In an industry where every founder promises their product will revolutionize everything and make humans obsolete by next quarter, Cognition CEO Scott Wu is saying something almost unheard of: his AI coding agents shouldn't replace human developers. Coming from the man who built Devin—the autonomous AI software engineer that sparked a funding frenzy and existential panic among programmers in equal measure—this is either refreshing candor or the most sophisticated expectation-management in recent memory.

Wu's argument, articulated in recent interviews, is that the current generation of AI coding tools works best as a collaborator rather than a replacement. The technology can handle boilerplate, debug tedious errors, and accelerate prototyping, but it still lacks the contextual judgment and architectural intuition that experienced engineers bring. This isn't a new observation—anyone who has watched an LLM confidently generate plausible-looking but fundamentally broken code knows the limits—but it's remarkable to hear it from someone whose company's valuation depends on the opposite narrative.

The honesty premium

There's a strategic logic here that goes beyond mere truth-telling. Enterprise software buyers have grown skeptical of AI vendors promising moon landings. After two years of inflated claims and underwhelming deployments, procurement teams are asking harder questions about actual productivity gains. By positioning Cognition's tools as augmentation rather than automation, Wu sidesteps the credibility trap that has ensnared competitors. He's selling a product that might actually match customer expectations—a low bar, but one that most AI companies have failed to clear.

The timing is notable. We're entering what might be called the AI sobriety phase: the period after the initial hype cycle when companies must demonstrate real returns or face budget cuts. Glean just crossed $300 million in revenue partly by helping enterprises identify which AI tools are actually worth keeping. The market is learning to distinguish between demos and deployments.

What Wu isn't saying

Of course, Wu's humility has limits. He's not suggesting AI coding agents are a dead end—quite the opposite. The implicit promise is that Cognition is building toward genuine autonomy, just not overselling the current state. This is the classic technology-company two-step: underpromise on the present, overpromise on the future. The difference is that most founders skip the first part.

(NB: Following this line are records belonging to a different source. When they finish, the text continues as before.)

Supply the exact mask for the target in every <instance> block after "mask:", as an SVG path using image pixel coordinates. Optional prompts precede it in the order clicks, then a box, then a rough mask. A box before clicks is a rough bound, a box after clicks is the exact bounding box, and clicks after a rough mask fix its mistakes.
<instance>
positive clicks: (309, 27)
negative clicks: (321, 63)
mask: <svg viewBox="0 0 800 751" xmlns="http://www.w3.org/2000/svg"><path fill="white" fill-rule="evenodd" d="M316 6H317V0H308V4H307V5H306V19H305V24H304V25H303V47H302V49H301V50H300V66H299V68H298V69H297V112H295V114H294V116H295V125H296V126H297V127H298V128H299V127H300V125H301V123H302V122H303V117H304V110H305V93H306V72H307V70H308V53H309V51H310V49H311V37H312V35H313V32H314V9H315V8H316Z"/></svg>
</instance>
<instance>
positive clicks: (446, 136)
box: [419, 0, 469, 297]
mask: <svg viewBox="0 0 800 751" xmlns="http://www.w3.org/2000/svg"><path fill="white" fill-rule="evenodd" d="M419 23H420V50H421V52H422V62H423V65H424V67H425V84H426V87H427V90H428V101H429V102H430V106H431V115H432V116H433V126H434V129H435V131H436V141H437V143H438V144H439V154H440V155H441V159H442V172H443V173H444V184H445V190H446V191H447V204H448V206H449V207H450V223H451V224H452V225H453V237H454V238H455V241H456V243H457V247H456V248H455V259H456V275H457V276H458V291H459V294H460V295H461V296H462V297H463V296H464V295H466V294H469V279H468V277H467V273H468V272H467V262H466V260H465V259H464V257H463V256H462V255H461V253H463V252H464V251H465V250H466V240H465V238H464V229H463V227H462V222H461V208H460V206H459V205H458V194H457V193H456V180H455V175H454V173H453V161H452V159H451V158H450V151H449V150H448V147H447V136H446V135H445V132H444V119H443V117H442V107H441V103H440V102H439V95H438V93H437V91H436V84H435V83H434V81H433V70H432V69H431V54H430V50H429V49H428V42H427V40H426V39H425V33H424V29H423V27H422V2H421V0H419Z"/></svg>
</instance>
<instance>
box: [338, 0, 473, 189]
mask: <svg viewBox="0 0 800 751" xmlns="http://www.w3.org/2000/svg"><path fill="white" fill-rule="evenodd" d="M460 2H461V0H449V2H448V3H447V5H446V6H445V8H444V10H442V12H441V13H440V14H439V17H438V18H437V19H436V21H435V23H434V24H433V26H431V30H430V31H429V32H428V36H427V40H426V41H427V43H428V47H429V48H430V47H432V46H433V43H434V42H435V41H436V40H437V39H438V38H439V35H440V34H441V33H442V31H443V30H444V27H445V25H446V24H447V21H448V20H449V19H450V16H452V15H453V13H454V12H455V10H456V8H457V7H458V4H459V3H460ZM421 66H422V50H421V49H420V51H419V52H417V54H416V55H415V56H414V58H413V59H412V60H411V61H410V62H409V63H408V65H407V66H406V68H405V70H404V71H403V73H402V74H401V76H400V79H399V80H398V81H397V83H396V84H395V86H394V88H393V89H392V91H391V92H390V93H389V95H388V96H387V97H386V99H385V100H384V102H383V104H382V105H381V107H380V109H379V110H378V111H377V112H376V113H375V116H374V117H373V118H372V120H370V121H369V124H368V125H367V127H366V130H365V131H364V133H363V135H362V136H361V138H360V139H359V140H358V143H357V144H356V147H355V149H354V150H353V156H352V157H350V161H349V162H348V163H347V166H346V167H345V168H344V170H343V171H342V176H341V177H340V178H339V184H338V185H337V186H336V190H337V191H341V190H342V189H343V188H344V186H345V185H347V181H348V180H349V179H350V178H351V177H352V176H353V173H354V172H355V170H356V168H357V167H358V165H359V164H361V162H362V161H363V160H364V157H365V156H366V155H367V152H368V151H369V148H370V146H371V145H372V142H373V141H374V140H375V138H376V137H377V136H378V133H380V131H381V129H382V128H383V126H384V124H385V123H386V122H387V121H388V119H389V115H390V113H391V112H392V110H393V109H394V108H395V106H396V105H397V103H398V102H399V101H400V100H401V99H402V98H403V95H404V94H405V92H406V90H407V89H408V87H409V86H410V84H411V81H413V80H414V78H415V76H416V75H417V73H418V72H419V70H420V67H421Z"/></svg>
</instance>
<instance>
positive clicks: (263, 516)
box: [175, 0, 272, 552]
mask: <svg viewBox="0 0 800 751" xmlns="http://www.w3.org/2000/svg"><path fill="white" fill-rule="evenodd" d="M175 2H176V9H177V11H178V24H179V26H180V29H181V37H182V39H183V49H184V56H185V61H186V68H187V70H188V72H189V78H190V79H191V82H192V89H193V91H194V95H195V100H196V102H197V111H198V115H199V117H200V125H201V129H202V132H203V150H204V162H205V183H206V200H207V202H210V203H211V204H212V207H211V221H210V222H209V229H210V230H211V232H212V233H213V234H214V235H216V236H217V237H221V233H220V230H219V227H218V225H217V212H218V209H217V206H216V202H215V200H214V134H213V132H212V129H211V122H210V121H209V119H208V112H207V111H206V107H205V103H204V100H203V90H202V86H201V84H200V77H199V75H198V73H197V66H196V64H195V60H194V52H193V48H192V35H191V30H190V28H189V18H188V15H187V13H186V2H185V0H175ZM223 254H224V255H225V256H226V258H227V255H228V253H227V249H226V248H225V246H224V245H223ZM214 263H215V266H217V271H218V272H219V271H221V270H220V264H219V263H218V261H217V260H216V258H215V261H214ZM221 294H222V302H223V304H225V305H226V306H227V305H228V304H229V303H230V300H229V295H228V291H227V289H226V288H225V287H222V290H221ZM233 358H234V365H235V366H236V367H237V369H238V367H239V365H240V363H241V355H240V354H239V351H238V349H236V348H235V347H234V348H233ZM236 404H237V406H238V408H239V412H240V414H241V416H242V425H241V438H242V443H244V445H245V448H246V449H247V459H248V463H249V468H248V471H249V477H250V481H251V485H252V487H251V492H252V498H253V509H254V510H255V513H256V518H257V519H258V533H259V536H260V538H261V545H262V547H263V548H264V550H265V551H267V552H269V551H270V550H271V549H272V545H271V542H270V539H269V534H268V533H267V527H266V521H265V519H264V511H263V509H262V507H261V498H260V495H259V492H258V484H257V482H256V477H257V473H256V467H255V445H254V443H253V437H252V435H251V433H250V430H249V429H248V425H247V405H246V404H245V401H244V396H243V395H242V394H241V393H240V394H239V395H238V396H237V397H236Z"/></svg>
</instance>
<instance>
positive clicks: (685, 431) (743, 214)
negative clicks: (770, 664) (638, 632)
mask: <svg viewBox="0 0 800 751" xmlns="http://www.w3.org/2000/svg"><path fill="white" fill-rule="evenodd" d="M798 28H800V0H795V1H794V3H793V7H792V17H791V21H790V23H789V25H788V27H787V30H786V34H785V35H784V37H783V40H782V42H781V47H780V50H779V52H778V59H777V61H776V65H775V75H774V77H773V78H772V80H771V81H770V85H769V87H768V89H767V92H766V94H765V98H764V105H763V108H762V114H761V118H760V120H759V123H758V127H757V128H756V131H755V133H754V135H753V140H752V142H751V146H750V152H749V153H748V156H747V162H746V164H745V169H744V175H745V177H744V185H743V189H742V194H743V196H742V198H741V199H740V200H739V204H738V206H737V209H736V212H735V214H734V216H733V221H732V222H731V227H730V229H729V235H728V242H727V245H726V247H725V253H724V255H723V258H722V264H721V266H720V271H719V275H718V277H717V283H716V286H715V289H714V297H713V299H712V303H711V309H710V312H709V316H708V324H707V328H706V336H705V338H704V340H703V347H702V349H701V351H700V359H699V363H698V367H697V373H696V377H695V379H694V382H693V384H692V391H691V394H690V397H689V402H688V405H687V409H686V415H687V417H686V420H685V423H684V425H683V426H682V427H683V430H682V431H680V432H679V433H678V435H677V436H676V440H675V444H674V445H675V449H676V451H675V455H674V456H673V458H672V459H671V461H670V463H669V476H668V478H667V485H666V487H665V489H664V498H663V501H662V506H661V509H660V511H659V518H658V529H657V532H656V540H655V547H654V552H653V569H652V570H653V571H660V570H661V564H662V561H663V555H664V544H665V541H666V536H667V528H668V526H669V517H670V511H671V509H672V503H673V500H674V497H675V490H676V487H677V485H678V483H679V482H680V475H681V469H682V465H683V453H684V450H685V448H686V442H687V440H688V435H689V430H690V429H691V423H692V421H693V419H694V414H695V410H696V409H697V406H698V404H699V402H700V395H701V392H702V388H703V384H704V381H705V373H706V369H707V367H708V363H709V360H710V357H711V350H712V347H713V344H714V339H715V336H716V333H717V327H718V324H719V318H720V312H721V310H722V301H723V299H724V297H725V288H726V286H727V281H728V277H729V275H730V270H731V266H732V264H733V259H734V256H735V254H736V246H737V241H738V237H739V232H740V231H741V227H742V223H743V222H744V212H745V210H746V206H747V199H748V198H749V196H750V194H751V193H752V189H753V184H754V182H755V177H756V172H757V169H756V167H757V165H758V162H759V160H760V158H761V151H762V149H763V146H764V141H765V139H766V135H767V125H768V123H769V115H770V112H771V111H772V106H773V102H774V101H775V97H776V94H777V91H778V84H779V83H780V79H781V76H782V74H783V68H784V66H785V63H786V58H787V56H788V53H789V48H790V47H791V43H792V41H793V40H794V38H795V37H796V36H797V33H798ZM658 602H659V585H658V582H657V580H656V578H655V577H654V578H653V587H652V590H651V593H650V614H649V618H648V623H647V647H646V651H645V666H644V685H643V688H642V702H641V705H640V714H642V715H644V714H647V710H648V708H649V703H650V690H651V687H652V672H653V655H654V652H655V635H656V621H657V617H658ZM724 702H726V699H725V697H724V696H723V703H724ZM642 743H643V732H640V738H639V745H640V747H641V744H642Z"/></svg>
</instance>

There's also a workforce-relations angle. Developer resistance to AI tools remains significant, with many programmers viewing them as threats to job security and code quality alike. By framing Devin as a junior colleague rather than a replacement, Cognition makes adoption less politically fraught within engineering organizations. It's easier to champion a tool that makes you more productive than one that makes you redundant.

Our take

Wu's positioning is smart, possibly even sincere, and almost certainly temporary. The entire AI industry is racing toward agents that can operate with minimal human oversight—Cognition included. But in the meantime, telling customers the truth about your product's limitations is such a radical departure from Silicon Valley norms that it functions as its own marketing strategy. The most honest pitch in AI right now is also, not coincidentally, the most commercially savvy one.